The Fifteen Minute Novel is a novel written fifteen minutes at a time with each week day’s section starting with the sentence from the previous day. At least it is attempting to be a novel. For now I am just aiming at one continuous story, worked on for fifteen minutes each day. Started Friday January 1st, 2021 (in case you want to search for the beginning. I can’t wait to see where it ends up. It could be good, or it could be a mess. We’ll have to see. For now, here is today’s fifteen minutes.
Day 186: His daily life began to fall into a pattern.

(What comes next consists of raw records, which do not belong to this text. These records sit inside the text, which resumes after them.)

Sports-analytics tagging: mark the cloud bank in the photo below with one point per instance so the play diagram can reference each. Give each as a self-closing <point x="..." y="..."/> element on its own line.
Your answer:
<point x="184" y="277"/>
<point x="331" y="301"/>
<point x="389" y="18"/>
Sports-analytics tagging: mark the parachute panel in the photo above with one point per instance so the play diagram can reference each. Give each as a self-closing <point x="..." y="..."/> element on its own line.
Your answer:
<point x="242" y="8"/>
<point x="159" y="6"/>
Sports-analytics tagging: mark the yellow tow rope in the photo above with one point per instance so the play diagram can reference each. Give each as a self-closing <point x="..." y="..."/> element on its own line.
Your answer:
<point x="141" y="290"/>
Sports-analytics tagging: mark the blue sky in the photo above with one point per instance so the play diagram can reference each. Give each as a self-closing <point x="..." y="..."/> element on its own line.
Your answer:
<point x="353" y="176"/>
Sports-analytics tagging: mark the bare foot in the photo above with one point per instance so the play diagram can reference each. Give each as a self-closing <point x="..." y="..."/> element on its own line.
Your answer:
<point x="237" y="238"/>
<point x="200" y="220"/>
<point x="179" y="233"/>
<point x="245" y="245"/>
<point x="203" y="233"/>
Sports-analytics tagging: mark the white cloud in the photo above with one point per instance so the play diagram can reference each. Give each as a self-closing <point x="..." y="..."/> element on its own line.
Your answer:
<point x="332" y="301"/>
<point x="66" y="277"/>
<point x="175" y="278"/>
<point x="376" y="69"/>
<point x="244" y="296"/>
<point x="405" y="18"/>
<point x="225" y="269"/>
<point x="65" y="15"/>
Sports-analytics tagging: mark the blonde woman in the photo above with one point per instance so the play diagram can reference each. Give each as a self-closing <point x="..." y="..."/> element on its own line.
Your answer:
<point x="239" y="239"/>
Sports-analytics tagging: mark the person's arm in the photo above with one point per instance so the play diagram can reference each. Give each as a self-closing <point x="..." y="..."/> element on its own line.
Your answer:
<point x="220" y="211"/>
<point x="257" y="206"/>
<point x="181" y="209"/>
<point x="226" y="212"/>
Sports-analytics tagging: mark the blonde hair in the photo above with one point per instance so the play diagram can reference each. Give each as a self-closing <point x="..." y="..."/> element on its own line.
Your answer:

His daily life began to fall into a pattern. He woke early and went to the club for a swim. Then he came home and got ready for work. He went to the office and at lunch chatted about the television shows everyone was watching. After work he attempted some sort of simple culinary creation, unpacked a few boxes, made his lunch for the following day and watched a couple of episodes of the show the office was discussing.
By Friday, James felt comfortable with the rhythm and was no longer as sore as he had been at the beginning of the week. His number of laps had not increased as rapidly as he hoped, but the lower amount of soreness in his body from the exertions made him feel marginally better about his efforts.
Towards the end of the work day, James managed to catch Mike in the hallway.
“I’m going to have to duck out of happy hour tonight,” James told him.
Mike nodded. “Still settling in?”
“Yeah,” James said nodding ruefully. “It’s taking longer than I thought it would.”
Mike smiled. “Let me guess you haven’t moved on your own since college?”
“Something like that.”
“More stuff now, and no one to help unpack it,” Mike said. “Plus there’s work. After my divorce it took me a month to actually settle into my new place. And even then I kept finding out there were things I needed, thought I had but found out I didn’t.”
James agreed and they parted. James returned to his office pleased that he not only had an excuse for this week, but might be able to use it for a few following weeks. Even though he managed to find a swimming pool, he hadn’t worked out any other happy hour dodging plans.
“Maybe I’ll work on that this weekend,” he thought. Other than swimming, James hadn’t really thought about what he might do over the weekend. As he opened up the file he needed to work with on the computer he realized that he had deliberately not made any weekend plans. Thus far, there were few weekends where something or other hadn’t been arranged for him. First he was asked to look at files and then he had to hide from people or move or dodge faux cable men. He hadn’t seen even a whisper of Tucker this week. He heard nothing of Morris and thus far no one attacked him.
James wondered if he would actually end up with a weekend all to himself after all. ‘I really do need to unpack more,’ he thought.
At the end of the day, he left the office and instead of attempting any culinary adventure he rewarded himself with something from the soup and sandwich place. “After all I managed Spaghetti and a Denver omelet this week.”
When James arrived home he half expected someone to be waiting for him. He was pleased to find his driveway empty. “I just might get a weekend after all.”